Councillor Matthew Bird, cabinet member for Sustainability at Lewes District Council has described the sewage release as a "new low", and is condemning Southern Water.
Councillor Bird said: “To see these sewage discharges into our seas, especially at time when many swimmers are taking to the water, is truly shocking and disheartening.
“Discharges are only supposed to take place after storm events and only because our water infrastructure is not fit for purpose.
“Like hundreds of other residents in the district, I swim regularly at Seaford and it is simply wrong that we should have to gamble with our health because of a lack of investment by Southern Water.
“Even by the miserably poor standards that Southern Water are infamous for, this is a new low.”
Speaking to ITV Meridian, Katy Taylor from Southern Water said: "There have been a number of releases over the last two days across parts of the south coast.
"Most of these releases are 95% rain water and run-off.
"The way the system is designed is that all the rain that falls, if it doesn't get soaked into the ground - which obviously when you've had a period of drought like we have had, the ground is very very hard.
"It becomes non-absorbant, so it's not absorbing that water.
"Most of the water is then run off down the side of roads, and down drains, and has gone straight into our works and out to the sea.
Katy Taylor from Southern Water responds to the Twitter video showing what appears to be sewage in the water off the coast in Seaford.
"That's water that you or I would walk in that is around us all the time, and it has to go somewhere.
"If it doesn't go out to sea, the alternative is that it will flood out houses, our schools and our hospitals.
"Unfortunately that's the way the system is designed. We are looking at whether we can change some of that, and whether there is a way we can reduce the amount of rain that goes through the run-off system that goes to those drains.

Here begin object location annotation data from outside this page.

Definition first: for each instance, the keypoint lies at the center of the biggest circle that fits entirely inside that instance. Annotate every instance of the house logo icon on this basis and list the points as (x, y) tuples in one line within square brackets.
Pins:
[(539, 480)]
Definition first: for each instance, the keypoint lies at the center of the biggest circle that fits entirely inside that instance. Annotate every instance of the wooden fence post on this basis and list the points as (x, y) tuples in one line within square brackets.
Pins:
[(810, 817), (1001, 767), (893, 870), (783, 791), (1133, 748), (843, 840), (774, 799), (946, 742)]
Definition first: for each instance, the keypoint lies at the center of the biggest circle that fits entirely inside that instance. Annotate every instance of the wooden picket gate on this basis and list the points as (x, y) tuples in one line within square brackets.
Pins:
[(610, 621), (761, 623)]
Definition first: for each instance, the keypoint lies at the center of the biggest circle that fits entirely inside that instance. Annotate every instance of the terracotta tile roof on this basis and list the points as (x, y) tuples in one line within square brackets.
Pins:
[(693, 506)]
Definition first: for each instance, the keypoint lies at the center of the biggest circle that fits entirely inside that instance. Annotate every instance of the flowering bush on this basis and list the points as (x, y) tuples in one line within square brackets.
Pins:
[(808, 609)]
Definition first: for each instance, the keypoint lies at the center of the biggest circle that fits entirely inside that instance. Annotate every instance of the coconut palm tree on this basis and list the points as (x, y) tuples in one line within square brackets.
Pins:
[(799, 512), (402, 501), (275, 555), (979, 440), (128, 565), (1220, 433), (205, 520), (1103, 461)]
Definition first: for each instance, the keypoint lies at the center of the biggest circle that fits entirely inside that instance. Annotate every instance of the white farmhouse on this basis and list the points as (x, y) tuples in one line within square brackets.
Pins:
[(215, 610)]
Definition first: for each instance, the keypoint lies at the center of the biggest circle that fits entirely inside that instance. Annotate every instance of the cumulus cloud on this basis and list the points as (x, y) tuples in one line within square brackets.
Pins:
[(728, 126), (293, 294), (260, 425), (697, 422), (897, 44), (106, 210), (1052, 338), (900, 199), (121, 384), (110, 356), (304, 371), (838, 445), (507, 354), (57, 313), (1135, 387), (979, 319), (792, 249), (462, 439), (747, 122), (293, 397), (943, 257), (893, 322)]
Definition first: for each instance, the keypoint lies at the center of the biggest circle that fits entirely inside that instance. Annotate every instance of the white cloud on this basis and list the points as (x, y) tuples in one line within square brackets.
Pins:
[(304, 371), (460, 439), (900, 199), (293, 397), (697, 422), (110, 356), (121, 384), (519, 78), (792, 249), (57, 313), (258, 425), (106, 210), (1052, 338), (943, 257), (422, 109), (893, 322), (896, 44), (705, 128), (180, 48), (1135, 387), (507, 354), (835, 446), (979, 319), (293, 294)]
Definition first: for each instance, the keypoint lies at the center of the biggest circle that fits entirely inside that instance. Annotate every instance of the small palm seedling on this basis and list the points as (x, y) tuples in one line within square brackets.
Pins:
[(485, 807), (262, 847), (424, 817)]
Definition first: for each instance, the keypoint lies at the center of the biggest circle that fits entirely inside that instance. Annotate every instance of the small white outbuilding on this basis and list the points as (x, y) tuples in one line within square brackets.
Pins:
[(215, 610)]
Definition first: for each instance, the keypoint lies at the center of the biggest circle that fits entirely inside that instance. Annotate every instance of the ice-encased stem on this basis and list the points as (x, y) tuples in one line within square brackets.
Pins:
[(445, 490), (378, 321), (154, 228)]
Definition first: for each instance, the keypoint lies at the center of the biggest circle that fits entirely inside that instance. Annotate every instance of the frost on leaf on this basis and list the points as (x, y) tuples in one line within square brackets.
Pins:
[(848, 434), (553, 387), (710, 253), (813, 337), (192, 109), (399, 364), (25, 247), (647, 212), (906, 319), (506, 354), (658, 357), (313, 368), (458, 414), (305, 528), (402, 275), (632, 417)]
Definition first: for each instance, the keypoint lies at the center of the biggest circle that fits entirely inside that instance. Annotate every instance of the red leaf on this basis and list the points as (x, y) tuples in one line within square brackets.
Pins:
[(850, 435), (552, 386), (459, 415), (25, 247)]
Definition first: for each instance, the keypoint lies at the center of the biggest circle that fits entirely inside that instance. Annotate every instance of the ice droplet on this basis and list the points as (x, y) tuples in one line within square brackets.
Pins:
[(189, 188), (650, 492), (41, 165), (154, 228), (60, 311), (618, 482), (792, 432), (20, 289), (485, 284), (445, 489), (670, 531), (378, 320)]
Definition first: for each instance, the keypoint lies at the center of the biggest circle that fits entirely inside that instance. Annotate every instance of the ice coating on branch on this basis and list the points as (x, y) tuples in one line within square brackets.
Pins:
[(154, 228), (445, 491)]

"So more gardens, less paved areas, more water gardens where water can be absorbed in the natural environment will all help with that.
"But given that especially across the south coast it's quite built up and a lot of housing growth, it's more difficult to find those green spaces to absorb that water."
In a statement an Environment Agency spokesperson said: “The thundery showers and intense rainfall over the last 48 hours increases the likelihood of storm overflows from the sewage system into the seas and rivers.
"We recommend that bathers take heed of any local warnings before heading into the sea.
“If any member of the public suspects pollution we would ask them to report this to our pollution hotline on 0800 807060.”